Mitigating the switching instabilities and moderate endurance of these devices, was one of our key priorities. Inferring that these weaknesses derived from the Si anode used at the time, the introduction of a new anode became imperative.
Being an emerging Li+-accepting anode material for thin film Li-ion battery applications, with enhanced stability at high rates of lithiation/delithiation cycling, TiO2 became our material of choice in replacing the previously used Si.
Once the device was competed and the structure was identified through Grazing Incidence X-Ray Diffraction (GIXRD), we proceeded to its electrical characterization through standard I-V sweeping. Surprisingly, not only were the derived I-V hysteretic curves more consistent, compared to our previous devices, but also the resistive-switching occurred in a non-abrupt manner. In addition to the latter, the observation of an area-dependence of the magnitude of switching with the top Au electrode, strongly suggested that indeed the underlying mechanism is of a non-filamentary nature. Furthermore, the occurrence of a non-zero crossing I-V characteristic after a resistive switching event, attributed to the nanobattery effect, and the strong current rectification at positive bias, signifying a diode-like behavior, painted the picture of a fairly versatile ionic switch.
A pivotal experiment, regarding the device capabilities, was the consecutive cycling with solely negative biases and subsequently with positive biases. These measurements indicated the device’s ability for analog conductance modulation alongside a spontaneous conductance relaxation attribute. From that point on, things became fascinating.
Stimulating the device with voltage pulses trains, we managed to trigger analog conductance enhancement, depression and also monitor the spontaneous conductance relaxation. From these measurements, it became evident that the conductance relaxation was predictable, following an exponential decay function, with a time constant of several seconds, and relied on the device’s internal ionic dynamics.

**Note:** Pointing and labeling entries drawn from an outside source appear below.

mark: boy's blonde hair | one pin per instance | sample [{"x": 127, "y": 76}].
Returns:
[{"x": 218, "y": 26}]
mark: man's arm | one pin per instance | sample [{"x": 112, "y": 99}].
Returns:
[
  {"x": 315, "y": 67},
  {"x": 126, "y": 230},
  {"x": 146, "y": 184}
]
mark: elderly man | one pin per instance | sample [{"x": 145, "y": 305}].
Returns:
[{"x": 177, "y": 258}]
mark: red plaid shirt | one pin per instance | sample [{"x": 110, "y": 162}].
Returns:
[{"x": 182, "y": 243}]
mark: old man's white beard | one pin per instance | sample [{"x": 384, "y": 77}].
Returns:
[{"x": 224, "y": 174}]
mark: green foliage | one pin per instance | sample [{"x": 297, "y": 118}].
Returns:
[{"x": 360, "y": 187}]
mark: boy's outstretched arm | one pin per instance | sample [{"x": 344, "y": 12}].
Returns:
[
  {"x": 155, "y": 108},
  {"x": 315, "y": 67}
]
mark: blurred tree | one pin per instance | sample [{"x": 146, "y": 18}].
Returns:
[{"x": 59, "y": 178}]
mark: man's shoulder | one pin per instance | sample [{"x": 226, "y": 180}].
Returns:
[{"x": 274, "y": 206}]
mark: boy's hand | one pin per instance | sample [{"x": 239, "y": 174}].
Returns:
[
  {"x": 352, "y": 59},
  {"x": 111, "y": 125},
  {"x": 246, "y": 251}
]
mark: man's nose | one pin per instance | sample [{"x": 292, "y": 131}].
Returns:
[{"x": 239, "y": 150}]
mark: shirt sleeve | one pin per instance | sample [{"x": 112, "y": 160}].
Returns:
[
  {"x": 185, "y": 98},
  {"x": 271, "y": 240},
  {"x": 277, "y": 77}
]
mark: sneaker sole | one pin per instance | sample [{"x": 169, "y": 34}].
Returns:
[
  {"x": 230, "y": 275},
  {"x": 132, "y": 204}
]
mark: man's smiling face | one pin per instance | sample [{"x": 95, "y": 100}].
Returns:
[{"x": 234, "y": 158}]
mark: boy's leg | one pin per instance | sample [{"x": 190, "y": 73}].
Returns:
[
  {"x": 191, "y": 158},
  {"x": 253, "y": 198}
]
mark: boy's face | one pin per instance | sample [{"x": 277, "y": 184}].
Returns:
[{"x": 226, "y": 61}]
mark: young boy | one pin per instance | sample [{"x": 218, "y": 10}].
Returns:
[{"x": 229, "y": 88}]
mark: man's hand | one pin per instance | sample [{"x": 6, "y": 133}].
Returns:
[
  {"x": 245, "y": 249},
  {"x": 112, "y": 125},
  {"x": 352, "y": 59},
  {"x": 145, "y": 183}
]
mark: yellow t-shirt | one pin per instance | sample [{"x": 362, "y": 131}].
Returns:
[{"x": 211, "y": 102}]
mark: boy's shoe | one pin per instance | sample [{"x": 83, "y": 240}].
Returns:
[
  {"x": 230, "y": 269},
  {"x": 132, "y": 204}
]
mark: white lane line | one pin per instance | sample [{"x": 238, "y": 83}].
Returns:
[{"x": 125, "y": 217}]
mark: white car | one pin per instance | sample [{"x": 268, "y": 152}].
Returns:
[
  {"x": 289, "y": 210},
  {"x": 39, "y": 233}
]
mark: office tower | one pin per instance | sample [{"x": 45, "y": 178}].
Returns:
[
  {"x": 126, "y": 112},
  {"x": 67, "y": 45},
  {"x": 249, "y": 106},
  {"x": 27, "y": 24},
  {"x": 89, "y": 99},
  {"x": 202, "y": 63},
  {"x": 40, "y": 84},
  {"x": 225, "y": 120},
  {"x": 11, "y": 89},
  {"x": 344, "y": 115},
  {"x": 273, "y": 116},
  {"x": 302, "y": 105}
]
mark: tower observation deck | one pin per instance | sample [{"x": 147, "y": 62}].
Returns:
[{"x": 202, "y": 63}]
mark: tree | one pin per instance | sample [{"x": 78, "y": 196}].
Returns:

The combination of analog conductance modulation and predictable conductance relaxation effects resulted in a pulse-width- and pulse-spacing-dependent degree of stimulation. These in turn allowed the device to present biorealistic synaptic plasticity and enabled the emulation of spike-timing- and frequency-dependent plasticity.
In essence, biorealistic synaptic behavior is the ability of a device to produce similar learning rules/behaviors to those known from neuroscience to be occurring in the brain, that is, by regulating the relative timing and direction of signal spikes at a synaptic node. In our case, these were achieved by simply controlling the frequency and polarity of voltage spikes.
We strongly believe that embracing established notions from neuroscience for the development of devices and networks with biorealistic capabilities is of great value for the future of truly bioinspired neuromorphic computing paradigms. Even though we are still at the beginning of a steep-slope learning curve regarding the biorealistic capabilities of these versatile ionic switches, the future of this research endeavor is undeniably promising.
Dealing with such a demanding subject, that requires broad understanding in the fields of materials science, electrochemistry, microelectronics and neuromorphic computing engineering, entails a holistic multidisciplinary approach. Thereby, all data that have been presented in the paper “Evidence of Biorealistic Synaptic Behavior in Diffusive Li-based Two-terminal Resistive Switching Devices” and in its Supplementary Information, have been made available online and we encourage any constructive third-party data analysis.